Dans la dynamique de ce Sommet, 37 chefs d’état-major d’armée (ou leur représentant) se réunissent le 11 mars 2025 à l’Ecole militaire de Paris. Ordre du jour : les garanties de sécurité à offrir à l’Ukraine pour permettre une paix durable, à commencer par encourager le maintien d’une armée ukrainienne forte. « Les chefs d’état-major ont convenus de partager ces options avec leurs autorités politiques pour, dès le 15 mars prochain, à l’occasion de la visioconférence organisée par le Royaume-Uni, lancer la planification du dispositif choisi entre les armées de pays volontaires ».
Ce même jour du 11 mars, une nouvelle rencontre destinée à remettre les pendules à l’heure a lieu à Djedda entre les conseillers de Zelenskyi et les émissaires américains pour avancer sur les conditions d’une trêve.
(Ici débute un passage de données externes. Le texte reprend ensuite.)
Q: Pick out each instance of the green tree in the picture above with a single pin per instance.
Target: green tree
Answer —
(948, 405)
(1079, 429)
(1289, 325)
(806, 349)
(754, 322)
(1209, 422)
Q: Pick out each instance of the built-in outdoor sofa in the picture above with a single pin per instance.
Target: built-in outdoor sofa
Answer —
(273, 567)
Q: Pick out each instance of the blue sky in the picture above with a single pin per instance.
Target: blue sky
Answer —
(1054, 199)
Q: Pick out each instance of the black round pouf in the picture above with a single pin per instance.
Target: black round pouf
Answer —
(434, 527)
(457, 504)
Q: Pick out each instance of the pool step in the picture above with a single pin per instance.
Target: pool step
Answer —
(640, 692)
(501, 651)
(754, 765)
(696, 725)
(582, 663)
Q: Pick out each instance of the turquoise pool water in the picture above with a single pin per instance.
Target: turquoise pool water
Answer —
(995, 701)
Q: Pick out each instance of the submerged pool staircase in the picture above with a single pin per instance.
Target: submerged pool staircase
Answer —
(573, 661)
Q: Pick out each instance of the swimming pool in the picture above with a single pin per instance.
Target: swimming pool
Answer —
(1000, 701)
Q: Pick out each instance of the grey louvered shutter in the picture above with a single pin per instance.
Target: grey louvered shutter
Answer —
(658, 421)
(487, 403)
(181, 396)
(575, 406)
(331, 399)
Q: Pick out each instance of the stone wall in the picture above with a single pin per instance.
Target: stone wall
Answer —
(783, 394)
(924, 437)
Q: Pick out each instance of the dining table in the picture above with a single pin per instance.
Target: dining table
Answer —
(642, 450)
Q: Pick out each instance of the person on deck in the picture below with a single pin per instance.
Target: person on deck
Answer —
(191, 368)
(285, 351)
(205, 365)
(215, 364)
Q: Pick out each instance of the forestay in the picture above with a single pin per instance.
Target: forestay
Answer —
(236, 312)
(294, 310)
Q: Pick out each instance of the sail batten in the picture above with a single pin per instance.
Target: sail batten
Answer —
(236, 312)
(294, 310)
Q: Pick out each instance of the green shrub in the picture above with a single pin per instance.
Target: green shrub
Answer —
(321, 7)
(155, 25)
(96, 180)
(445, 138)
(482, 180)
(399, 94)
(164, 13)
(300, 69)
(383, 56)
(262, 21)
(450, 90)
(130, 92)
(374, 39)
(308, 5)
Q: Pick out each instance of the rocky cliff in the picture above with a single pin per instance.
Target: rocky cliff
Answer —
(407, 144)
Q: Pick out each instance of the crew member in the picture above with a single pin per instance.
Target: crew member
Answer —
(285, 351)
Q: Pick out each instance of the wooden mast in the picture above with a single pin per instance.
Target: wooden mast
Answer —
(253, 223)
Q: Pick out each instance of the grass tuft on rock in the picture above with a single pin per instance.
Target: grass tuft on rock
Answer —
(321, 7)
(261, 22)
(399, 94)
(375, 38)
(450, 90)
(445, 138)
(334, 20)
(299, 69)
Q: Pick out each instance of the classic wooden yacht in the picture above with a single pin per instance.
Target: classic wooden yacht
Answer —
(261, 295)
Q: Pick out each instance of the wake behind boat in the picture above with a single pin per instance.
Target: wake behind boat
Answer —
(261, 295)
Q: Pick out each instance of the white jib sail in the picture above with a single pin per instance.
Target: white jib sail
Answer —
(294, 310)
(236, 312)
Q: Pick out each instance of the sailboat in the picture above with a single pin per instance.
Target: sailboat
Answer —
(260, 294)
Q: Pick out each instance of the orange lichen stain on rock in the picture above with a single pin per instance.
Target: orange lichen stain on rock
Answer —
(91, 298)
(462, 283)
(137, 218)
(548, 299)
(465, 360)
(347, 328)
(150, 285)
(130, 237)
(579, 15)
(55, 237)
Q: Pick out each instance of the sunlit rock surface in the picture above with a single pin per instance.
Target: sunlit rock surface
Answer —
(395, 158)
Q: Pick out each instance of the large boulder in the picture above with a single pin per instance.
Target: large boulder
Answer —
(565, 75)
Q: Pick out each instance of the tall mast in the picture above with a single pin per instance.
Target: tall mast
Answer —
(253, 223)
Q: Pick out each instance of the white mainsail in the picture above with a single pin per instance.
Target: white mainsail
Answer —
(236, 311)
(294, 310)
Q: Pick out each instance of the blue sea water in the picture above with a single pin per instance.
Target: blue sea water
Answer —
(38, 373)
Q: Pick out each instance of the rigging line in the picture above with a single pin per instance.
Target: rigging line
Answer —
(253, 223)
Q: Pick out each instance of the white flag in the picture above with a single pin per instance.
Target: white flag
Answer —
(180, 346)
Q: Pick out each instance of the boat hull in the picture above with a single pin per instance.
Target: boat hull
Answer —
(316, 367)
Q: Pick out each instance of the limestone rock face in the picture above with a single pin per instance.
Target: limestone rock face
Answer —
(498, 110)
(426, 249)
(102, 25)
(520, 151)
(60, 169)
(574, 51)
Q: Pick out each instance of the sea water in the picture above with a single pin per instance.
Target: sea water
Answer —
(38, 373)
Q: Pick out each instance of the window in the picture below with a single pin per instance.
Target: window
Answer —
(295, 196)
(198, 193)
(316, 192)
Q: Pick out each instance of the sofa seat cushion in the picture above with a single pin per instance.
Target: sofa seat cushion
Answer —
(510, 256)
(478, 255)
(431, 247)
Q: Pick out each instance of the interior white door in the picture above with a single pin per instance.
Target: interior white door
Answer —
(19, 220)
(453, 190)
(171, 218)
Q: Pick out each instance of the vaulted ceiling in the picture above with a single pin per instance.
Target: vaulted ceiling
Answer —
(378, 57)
Objectif, faire accepter par les deux belligérants la mise en place d’un cessez-le-feu provisoire immédiat de 30 jours, sous réserve de l’acceptation de la Fédération de Russie. Ici c’est du sérieux à indiqué le conseiller de la Maison Blanche Marco Rubio à l’issue de la rencontre, se félicitant de l’accord des Ukrainiens . « On n’est pas à la TV » a-t-il conclu. Une pique ironique rattrappant la perversité malveillante régnant dans le Bureau ovale dont tout le monde se rappelle le caractère clownesque de téléréalité.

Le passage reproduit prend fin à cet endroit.